積車からトントンッと降りて、頭を下げ続けている玖利くんに駆け寄る。
彼も誘ってしまおう。
朱莉に会えるとあれば喜ぶはずだ。
今一度親指を立て直し、それを自分の後ろの方へと向ける。
「今から打ち上げやるんだ。一緒に来ない?」
玖利くんはその提案に目を丸くして。
後ろに立っていた紅葉高校の先輩たちの顔を見回した。
「なんで俺らの方を見るのよ」
「許可なんていらんぞ~。行ってこい!」
「オレは玖利のかーちゃんじゃないぞ。…まぁそれも悪くないな…」
良い先輩たちを持ったね、きゅうりくん。
「じゃ…じゃあ、ご一緒させてください!」
その返答を受けて、僕は玖利くんの肩に手を回し。
彰先輩と部長さんの待つ方へ向かおうとすると…。
「西条朔也くん。

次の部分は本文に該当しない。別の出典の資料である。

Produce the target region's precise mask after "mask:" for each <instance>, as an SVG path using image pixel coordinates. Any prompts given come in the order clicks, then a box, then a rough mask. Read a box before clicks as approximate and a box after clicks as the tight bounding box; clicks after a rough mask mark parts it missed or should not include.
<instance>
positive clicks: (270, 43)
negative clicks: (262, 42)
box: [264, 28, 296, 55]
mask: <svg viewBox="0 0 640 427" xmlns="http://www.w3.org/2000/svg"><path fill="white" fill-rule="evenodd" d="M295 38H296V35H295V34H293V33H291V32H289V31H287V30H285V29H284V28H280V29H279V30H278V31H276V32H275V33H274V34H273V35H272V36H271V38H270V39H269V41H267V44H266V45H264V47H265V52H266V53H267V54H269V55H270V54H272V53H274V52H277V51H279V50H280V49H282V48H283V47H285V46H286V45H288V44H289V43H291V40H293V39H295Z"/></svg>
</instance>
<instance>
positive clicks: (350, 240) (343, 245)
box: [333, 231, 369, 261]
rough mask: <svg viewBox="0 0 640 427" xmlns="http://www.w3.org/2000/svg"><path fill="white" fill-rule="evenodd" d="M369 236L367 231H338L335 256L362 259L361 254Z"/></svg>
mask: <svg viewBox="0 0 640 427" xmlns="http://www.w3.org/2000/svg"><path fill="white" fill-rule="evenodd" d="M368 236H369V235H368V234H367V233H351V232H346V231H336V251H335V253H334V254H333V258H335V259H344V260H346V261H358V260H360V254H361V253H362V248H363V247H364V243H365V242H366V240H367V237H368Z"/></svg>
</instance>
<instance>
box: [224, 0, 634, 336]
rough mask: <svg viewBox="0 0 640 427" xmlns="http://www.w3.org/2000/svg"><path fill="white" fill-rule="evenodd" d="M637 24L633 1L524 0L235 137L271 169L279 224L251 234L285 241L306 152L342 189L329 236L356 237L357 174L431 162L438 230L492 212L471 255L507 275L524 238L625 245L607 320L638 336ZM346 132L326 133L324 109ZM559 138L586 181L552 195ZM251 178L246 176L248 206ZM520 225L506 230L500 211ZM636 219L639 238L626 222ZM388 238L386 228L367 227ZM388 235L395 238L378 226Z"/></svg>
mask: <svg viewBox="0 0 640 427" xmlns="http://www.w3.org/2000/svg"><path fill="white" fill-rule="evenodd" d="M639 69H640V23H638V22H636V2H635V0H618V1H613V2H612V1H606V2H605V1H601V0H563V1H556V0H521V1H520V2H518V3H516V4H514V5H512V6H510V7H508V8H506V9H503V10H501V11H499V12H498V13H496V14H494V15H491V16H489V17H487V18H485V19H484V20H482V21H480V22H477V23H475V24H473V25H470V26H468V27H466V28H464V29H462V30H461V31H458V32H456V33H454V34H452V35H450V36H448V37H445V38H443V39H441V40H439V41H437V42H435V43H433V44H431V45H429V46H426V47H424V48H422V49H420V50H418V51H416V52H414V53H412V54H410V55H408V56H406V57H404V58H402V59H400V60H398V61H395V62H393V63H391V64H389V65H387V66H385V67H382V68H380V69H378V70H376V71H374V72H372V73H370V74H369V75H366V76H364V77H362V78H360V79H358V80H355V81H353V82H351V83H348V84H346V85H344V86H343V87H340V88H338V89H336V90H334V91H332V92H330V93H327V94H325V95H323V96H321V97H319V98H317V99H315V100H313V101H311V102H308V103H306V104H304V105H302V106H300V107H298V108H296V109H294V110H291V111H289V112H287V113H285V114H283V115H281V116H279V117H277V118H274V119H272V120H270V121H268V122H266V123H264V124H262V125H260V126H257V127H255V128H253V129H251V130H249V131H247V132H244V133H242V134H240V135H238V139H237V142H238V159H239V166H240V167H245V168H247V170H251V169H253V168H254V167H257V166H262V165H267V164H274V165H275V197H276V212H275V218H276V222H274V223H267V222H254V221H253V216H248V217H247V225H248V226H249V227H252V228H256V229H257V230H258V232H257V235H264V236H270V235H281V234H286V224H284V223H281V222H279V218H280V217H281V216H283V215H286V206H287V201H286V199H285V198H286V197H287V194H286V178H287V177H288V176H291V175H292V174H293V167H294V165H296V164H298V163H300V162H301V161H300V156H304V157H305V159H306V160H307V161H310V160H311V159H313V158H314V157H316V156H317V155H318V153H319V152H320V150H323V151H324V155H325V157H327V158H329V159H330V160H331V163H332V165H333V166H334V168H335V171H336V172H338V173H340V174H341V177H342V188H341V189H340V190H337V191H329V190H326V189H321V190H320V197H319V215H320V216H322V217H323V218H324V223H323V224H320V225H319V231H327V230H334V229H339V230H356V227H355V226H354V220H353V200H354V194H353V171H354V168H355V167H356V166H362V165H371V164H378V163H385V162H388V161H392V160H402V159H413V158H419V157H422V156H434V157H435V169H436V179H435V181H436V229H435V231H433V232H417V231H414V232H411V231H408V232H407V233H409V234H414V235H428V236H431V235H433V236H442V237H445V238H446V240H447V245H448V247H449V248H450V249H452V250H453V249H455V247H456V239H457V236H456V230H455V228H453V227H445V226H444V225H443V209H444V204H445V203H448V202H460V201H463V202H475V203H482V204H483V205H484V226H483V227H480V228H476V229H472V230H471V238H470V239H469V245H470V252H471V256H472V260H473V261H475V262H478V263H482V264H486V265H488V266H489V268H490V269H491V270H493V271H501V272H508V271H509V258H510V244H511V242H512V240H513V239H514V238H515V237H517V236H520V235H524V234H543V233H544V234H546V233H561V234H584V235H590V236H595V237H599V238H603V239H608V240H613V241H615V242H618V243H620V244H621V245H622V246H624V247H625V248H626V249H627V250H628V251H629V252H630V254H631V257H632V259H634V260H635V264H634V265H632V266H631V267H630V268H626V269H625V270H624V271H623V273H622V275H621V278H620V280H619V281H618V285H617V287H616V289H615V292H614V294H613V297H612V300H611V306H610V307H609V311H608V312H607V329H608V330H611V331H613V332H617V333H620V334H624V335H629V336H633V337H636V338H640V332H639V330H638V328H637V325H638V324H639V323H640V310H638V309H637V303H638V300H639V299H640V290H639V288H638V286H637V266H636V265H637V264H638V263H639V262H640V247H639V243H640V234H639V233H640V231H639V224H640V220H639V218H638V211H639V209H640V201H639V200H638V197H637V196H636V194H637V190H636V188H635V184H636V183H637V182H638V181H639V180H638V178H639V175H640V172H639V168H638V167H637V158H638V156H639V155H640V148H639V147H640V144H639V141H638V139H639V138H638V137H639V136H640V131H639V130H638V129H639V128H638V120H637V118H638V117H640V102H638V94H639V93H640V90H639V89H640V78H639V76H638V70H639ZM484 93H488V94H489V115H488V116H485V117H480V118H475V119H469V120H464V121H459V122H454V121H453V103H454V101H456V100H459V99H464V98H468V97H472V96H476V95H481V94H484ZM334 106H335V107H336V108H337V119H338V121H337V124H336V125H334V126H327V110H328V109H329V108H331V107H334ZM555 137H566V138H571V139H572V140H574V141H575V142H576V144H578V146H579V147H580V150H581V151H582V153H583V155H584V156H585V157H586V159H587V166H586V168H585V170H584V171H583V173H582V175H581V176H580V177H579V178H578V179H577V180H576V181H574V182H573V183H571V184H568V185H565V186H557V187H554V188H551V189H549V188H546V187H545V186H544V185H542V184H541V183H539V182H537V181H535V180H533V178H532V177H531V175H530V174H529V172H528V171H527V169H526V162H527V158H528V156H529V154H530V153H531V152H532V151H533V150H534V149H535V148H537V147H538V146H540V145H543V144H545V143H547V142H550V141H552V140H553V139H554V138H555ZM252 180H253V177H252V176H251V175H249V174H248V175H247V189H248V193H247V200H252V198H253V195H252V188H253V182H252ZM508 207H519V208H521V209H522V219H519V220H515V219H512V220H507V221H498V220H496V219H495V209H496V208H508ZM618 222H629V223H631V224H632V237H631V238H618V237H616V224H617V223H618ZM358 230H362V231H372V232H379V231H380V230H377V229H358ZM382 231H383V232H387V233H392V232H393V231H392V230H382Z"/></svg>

」
紅葉のキャプテンに呼び止められた。
僕と彼には今の今までほとんど面識はなかった。
しかし、僕は彼のことを充分に良く知っている。
30周、同じレースを走った仲だから。
「本当に良いレースをさせてもらった。感謝してもしきれないね。」
振り返ると、紅葉の選手全員が帽子を取って頭を下げていた。
「こちらこそ、ありがとうございました。今年は若松をぶっ飛ばしてやってください。…来年は負けませんよ。」
僕はキャプテンに歩み寄り、右手を差し出す。
がっちりと握手を交わすと、お互いにニヤリと笑い合う。
「来年は後輩たちが世話になる。存分にしごいてやってくれ。」
「ハハハッ!頑張りますね!」
辺りからは『ちょっ、先輩!?!?』といった声が散見された。
レース中は闘争心むき出しな彼らも、終わってみれば。
ただの年の近い友達同士なのだ。
「朔也くん。」
「ん?なに?」
彰先輩と部長さんの方へと向かう途中。
玖利くんは自信なさげに問う。
「これで、良かったんですかね。」
何を言うか。
「良かったよ。全力を出し切った玖利くんは、やっぱり速かった。」
僕も今日は完全燃焼だ。
ただ、来年。
来年は、もっと燃料を増やして、火の勢いも強まった…超完全燃焼を目指そう。
僕は鈴鹿に…化け物になりに行くのだから。
「あの子はどうなったの?あの後連絡先とかも貰ってないんだけど。」
「え、そうなの」
だとしたら玖利くん、一目惚れしましたっつって帰っただけの人じゃん。
この鈴鹿の全国大会期間中も、僕の仕事は尽きなさそうだ。
選手として頑張った後は、キューピッドのバイトか…。
「とりあえず、僕経由で渡しておくよ。」
朱莉に玖利くんの連絡先を送信。
すると。
「…なんか返事来たよ?」
はい???
そんなわけはない。
今は開会式のセレモニー中なはずで…。
ふと、手前の方にいた紅葉高校の列が目につく。
「…開会式中に端末いじってんじゃん」
僕がリタイアした後よりも動揺しているのがよく分かる。
ダメだよ。真面目にやんなきゃ。
はぁ…。
「で?何の話してたっけ。」
「空の色の話してたところまでなら覚えてるけど。」
夏の空の色は、確かに青が濃い。
今日この時も例外ではなく、あちこちに点在する白い雲とのコントラストが美しい。
本当の理由は分からないけれど。
若松の深緑は、濃青に良く映えるんじゃないかな。